- Born: May 4, 1945 (age 80) Monroe, Michigan, U.S.
- Occupation: Former MLB umpire

= Fred Spenn =

American former baseball umpire (born 1945)

Frederick Charles Spenn (born May 4, 1945) is an American former baseball umpire. Spenn was one of the eight minor league replacement umpires who was promoted to the major leagues during the 1979 Major League Umpires Association strike. Spenn wore uniform number 32 when the American League adopted them for its umpires in 1980.

==Minor league career==
Spenn began umpiring minor league baseball in 1970. He officiated in the Carolina League, Southern League and American Association prior to becoming a major league umpire during the 1979 strike.
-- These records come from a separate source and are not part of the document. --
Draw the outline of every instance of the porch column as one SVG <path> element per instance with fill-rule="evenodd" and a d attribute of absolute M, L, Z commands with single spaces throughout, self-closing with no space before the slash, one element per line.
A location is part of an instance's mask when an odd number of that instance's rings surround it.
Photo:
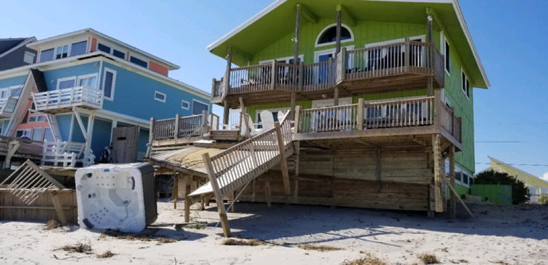
<path fill-rule="evenodd" d="M 432 43 L 432 15 L 430 11 L 430 9 L 428 9 L 428 29 L 426 34 L 427 42 L 428 44 Z M 440 44 L 441 45 L 441 44 Z M 426 59 L 426 67 L 431 68 L 432 67 L 432 51 L 429 47 L 427 49 L 427 59 Z M 434 77 L 430 75 L 428 76 L 428 97 L 432 97 L 434 95 Z"/>
<path fill-rule="evenodd" d="M 223 123 L 228 124 L 228 112 L 230 108 L 228 107 L 228 101 L 227 101 L 226 97 L 228 94 L 228 90 L 230 89 L 230 66 L 232 65 L 232 49 L 228 48 L 227 53 L 227 70 L 225 72 L 225 94 L 223 95 L 224 97 L 224 106 L 225 110 L 223 112 Z"/>
<path fill-rule="evenodd" d="M 297 3 L 297 21 L 295 21 L 295 51 L 293 53 L 293 64 L 295 64 L 296 66 L 299 65 L 299 32 L 300 32 L 300 29 L 301 29 L 301 4 L 300 3 Z M 293 72 L 293 73 L 294 73 L 294 75 L 295 75 L 293 77 L 293 81 L 297 81 L 297 72 Z M 290 116 L 289 116 L 289 118 L 291 118 L 291 121 L 295 121 L 295 101 L 296 101 L 295 97 L 297 97 L 297 94 L 296 94 L 296 93 L 295 93 L 295 92 L 294 90 L 293 92 L 291 92 L 291 110 L 290 110 Z"/>

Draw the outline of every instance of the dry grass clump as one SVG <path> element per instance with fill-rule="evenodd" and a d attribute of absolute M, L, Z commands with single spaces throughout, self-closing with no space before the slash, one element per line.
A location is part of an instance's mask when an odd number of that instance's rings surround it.
<path fill-rule="evenodd" d="M 103 254 L 97 255 L 97 257 L 99 257 L 99 259 L 107 259 L 109 257 L 114 257 L 114 255 L 116 254 L 110 252 L 110 251 L 106 251 L 103 252 Z"/>
<path fill-rule="evenodd" d="M 361 252 L 361 251 L 360 251 Z M 352 261 L 347 261 L 343 265 L 390 265 L 386 259 L 377 257 L 371 253 L 366 253 L 366 256 Z"/>
<path fill-rule="evenodd" d="M 99 238 L 105 238 L 107 236 L 113 237 L 116 239 L 125 239 L 126 240 L 138 240 L 142 242 L 150 242 L 150 241 L 158 241 L 159 243 L 165 244 L 165 243 L 173 243 L 177 242 L 177 240 L 175 238 L 167 238 L 164 236 L 155 236 L 147 234 L 131 234 L 131 233 L 124 233 L 119 230 L 111 230 L 107 229 L 104 232 L 101 233 L 99 236 Z"/>
<path fill-rule="evenodd" d="M 69 253 L 91 253 L 91 244 L 89 240 L 80 241 L 76 244 L 67 244 L 61 247 L 66 252 Z"/>
<path fill-rule="evenodd" d="M 47 222 L 47 224 L 46 225 L 46 229 L 47 230 L 55 229 L 55 228 L 58 228 L 60 227 L 61 224 L 59 222 L 58 222 L 55 219 L 51 219 Z"/>
<path fill-rule="evenodd" d="M 264 246 L 266 244 L 266 242 L 254 238 L 247 240 L 229 238 L 223 240 L 222 242 L 221 242 L 221 244 L 223 244 L 225 246 Z"/>
<path fill-rule="evenodd" d="M 299 244 L 299 249 L 305 249 L 305 250 L 313 250 L 320 252 L 325 252 L 325 251 L 336 251 L 338 250 L 342 250 L 342 249 L 336 247 L 332 246 L 325 246 L 325 245 L 318 245 L 318 244 Z"/>
<path fill-rule="evenodd" d="M 440 263 L 440 261 L 438 260 L 438 257 L 436 257 L 436 255 L 434 253 L 427 252 L 419 254 L 416 257 L 425 264 L 437 264 Z"/>

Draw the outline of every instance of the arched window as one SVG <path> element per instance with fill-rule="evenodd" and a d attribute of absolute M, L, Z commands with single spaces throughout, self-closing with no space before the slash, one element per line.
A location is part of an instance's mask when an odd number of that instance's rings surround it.
<path fill-rule="evenodd" d="M 340 42 L 350 42 L 354 40 L 352 31 L 346 25 L 340 27 Z M 316 47 L 327 46 L 335 44 L 337 41 L 337 25 L 329 25 L 320 32 L 316 42 Z"/>

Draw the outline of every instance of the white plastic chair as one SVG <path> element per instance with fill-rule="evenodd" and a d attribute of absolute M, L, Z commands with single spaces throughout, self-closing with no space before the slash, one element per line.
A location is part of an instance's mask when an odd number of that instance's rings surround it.
<path fill-rule="evenodd" d="M 261 125 L 263 130 L 268 130 L 274 127 L 274 115 L 268 110 L 263 110 L 259 114 L 261 116 Z"/>

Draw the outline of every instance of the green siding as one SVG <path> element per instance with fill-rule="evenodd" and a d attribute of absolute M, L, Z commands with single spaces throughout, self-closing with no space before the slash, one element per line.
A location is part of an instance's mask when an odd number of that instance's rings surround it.
<path fill-rule="evenodd" d="M 315 47 L 316 40 L 320 32 L 327 26 L 335 23 L 334 19 L 319 19 L 318 24 L 303 23 L 301 27 L 299 40 L 299 55 L 304 55 L 304 63 L 310 64 L 314 60 L 314 51 L 335 48 L 335 45 Z M 372 21 L 358 21 L 356 27 L 350 27 L 354 35 L 354 41 L 345 42 L 342 47 L 354 45 L 355 49 L 360 49 L 366 44 L 390 40 L 405 37 L 426 35 L 426 25 L 403 24 L 393 23 L 382 23 Z M 440 49 L 440 34 L 433 31 L 432 40 Z M 262 50 L 252 55 L 251 64 L 258 64 L 260 61 L 275 58 L 290 57 L 293 55 L 295 42 L 291 40 L 295 38 L 295 31 L 286 35 L 281 39 L 272 43 Z M 462 66 L 462 60 L 455 49 L 455 45 L 449 40 L 451 53 L 451 75 L 445 76 L 445 97 L 451 105 L 455 108 L 457 116 L 462 118 L 462 146 L 463 151 L 456 155 L 455 160 L 460 167 L 469 172 L 475 172 L 474 157 L 474 127 L 473 127 L 473 92 L 471 88 L 474 81 L 470 79 L 470 99 L 469 99 L 461 90 L 460 71 Z M 466 70 L 464 71 L 466 73 Z M 392 92 L 386 94 L 368 94 L 363 97 L 365 100 L 378 100 L 397 97 L 426 95 L 426 88 L 422 90 Z M 354 97 L 353 102 L 358 102 L 359 97 Z M 299 102 L 303 108 L 312 107 L 312 103 Z M 290 103 L 268 104 L 248 106 L 247 112 L 255 119 L 257 110 L 269 108 L 288 108 Z M 467 190 L 466 190 L 467 192 Z M 466 193 L 466 192 L 465 192 Z"/>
While umpiring in the Southern League in 1972, Spenn was chased and struck with a bat by Savannah Braves hurler Pablo Torrealba after a called third strike on the pitcher. The bat broke across Spenn's back. Torrealba was suspended for the rest of the season. Spenn received a $50 fine and a reprimand for abusive language.

==Major league baseball==
Before his promotion in 1979, Spenn had served as an American League reserve umpire for the previous two seasons, substituting in 95 major league games during that time. Spenn umpired through the 1980 MLB season, after which he was fired. He appeared in one game during the threatened umpire strike of 1991, after which MLB umpires went back to work. He was the last umpire to join the American League using the outside chest protector. He used this through the 1979 season. He switched to the inside protector for 1980.

Spenn was home plate umpire for Bert Blyleven's no-hitter on September 22, 1977.